On this particular day, we left the guillemots behind and hiked up to Admiralty Head to enjoy the views across the inlet and into the Strait of Juan de Fuca. Even on the Fourth of July, the chill wind made for a short stint on the higher ground. On the way down, we noticed large white birds on the edge of Crockett Lake, just across the main road from the ferry landing. Closer looks revealed that we were seeing a foraging flock of American white pelicans. This was more than likely the same flock that had been frequenting Deer Lagoon, farther down the island. Watching a white pelican feeding frenzy is a delightful experience … the kind that turns regular folks into birdwatchers. It was another addition to a spectacular day away from home.
Though this particular location gets quiet in the winter months, it’s one of the best places to see winter raptors such as short-eared owls, northern harriers, red-tailed hawks, and bald eagles. Crockett Lake hosts large flocks of waterfowl and shorebirds throughout the colder months. You can walk the entire spit parallel to the road for over a mile, sampling raptors and saltwater species simultaneously. If you have the time, an easy hike up Admiralty Head to the historic lighthouse will open a wonderful woodland habitat for forest species like woodpeckers and an opportunity to visit with great horned owls that nest there.

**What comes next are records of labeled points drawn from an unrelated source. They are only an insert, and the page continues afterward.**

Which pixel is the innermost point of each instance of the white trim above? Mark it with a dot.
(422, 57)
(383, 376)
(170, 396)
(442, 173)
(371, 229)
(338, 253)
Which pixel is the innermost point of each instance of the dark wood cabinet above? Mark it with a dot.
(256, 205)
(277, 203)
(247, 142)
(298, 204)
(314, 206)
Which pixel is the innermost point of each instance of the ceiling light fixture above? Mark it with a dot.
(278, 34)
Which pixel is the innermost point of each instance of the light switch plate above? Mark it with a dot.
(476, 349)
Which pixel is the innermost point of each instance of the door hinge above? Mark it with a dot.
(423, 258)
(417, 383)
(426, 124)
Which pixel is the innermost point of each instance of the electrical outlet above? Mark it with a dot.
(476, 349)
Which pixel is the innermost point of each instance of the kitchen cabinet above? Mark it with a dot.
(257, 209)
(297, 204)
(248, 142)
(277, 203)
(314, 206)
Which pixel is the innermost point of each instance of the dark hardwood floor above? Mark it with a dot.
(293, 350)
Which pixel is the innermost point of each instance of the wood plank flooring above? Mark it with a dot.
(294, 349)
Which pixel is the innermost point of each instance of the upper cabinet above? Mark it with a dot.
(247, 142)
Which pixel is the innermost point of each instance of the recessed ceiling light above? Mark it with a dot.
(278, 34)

Even though our focus on this trip was to find a quieter place for a noisy holiday, Keystone is a place that I recommend for all seasons. It’s always going to be quieter and generally cooler in the summer months. The birds of winter will always be enough to keep you warm as you try to keep up with the variety of diurnal raptors. Along the way, to and from Keystone, there are several birding hot spots to check, and they’re all accessible to everyone. From March Point and Fidalgo Bay to West Beach at Deception Pass, the drive alone is worth the price of admission. Actually, the price of admission is the Discover Pass that helps to fund the places you visit. It’s an annual pass that pays for itself in the long run and the best bang for your buck in these crazy times.
Joe Meche is a past president of the North Cascades Audubon Society and was a member of the board of directors for 20 years. He has been watching birds for more than 60 years and photographing birds and landscapes for more than 40 years. He has written over 200 columns for Whatcom Watch.